MAppPsych (Community Psychology)
Assoc. MAPS College of Community Psychology
Current project: Neoliberal Wellbeing: Exploring the Culture of Psychological Meritocracy in Australian Schooling and Education
This PhD by publication project is a genealogical analysis of the ways in which particular types of wellbeing have emerged around government schooling and education in Australia. It is premised on the fact that outcomes for students along a number of dimensions in government schools fall along lines of social class, and that increasingly schools have become sites of ‘therapeutic education’ which seeks to describe students in new psychologized ways. Through critical problematisations the project seeks to uncover the ways in which wellbeing subjectivities operate through particular moral codes and paint a specific background of selfhood around education. The project will also explore the role of psychology in (re)creation and maintenance of meritocratic ideals in schooling and the ‘technologies of the self’ that are deployed in the maintenance of neoliberal subjectivities.
Rama started as a doctoral candidate at Victoria University in 2018. His research interests have focused on the ways individuals and communities respond to and resist racialisation and structural and institutional racisms, how identity and belonging is negotiated in the context of Australia as a settler colonial nation, and creative practice as community pedagogy and a mechanism for social change. His research draws on critical race and whiteness studies, decolonial approaches, and critical and liberation psychologies, and his present doctoral research examines the role of emancipatory creative practice in the lives of African and other diasporas of colour. Rama is also the policy and research director at Democracy in Colour, a racial justice campaigning organisation led by people of colour.
Roshani's research interests focus on youth-empowerment, navigating ethnic identity and responding to displacement and racism, especially for young people from culturally and racially diverse backgrounds. Her PhD project is in partnership with Brimbank City Council's Neighbourhood Houses, located in Melbourne's West. The project seeks to respond to the structural and symbolic violence which persists and subjects Young People of Colour (YPoC) to racialised violence within neoliberal spaces. The study aims to create a proactive process of change surrounding the responses and resistance to racism by challenging YPoC's diminished sense of power within organisational spaces through a youth-led approach, and giving them a platform to challenge discourses which construct them as 'other' through community-based arts practice and self-determined cultural activity.
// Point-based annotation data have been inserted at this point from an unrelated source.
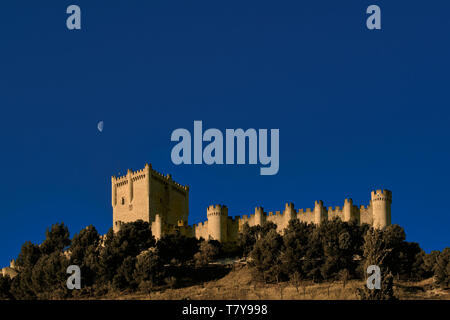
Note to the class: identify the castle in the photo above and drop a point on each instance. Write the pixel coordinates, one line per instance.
(155, 198)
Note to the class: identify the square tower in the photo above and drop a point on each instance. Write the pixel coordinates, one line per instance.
(145, 193)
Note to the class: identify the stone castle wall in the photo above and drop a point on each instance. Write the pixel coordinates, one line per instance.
(148, 195)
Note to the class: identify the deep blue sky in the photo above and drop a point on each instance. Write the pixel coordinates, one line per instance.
(356, 109)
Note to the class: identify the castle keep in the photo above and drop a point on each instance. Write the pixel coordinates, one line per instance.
(155, 198)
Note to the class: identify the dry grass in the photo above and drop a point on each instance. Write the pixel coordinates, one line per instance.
(239, 285)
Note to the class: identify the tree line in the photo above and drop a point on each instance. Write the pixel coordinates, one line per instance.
(132, 260)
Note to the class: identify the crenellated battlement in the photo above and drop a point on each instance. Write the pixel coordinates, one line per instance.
(381, 195)
(154, 197)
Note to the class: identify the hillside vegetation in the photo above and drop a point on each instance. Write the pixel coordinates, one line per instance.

Jora Broerse joined Victoria University in June 2017 as a doctoral candidate. Her research is concerned with migrant settlement, interculturalism and superdiversity in the sports context and is embedded in broader migration and multiculturalism discussions. In her doctoral research she looks specifically at space making and lived multiculturalism in the sports context in the City of Maribyrnong and combines sociological and geographical approaches. She explores one the one hand peoples’ movements through the City and how sports facilities are used and on the other hand which everyday interactions with other users/neighbourhood residents take place. The construction of identity (personal and community) and experiences of (local) belonging are other key aspects of Jora’s research. Neighbourhoods provide excellent settings to study inter-ethnic and intercultural encounters in and through sport as they are home to a variety of formal and informal sports places. Her work has previously been published in the Journal for Ethnic and Migration Studies, Social Inclusion and the Journal for Intercultural Studies.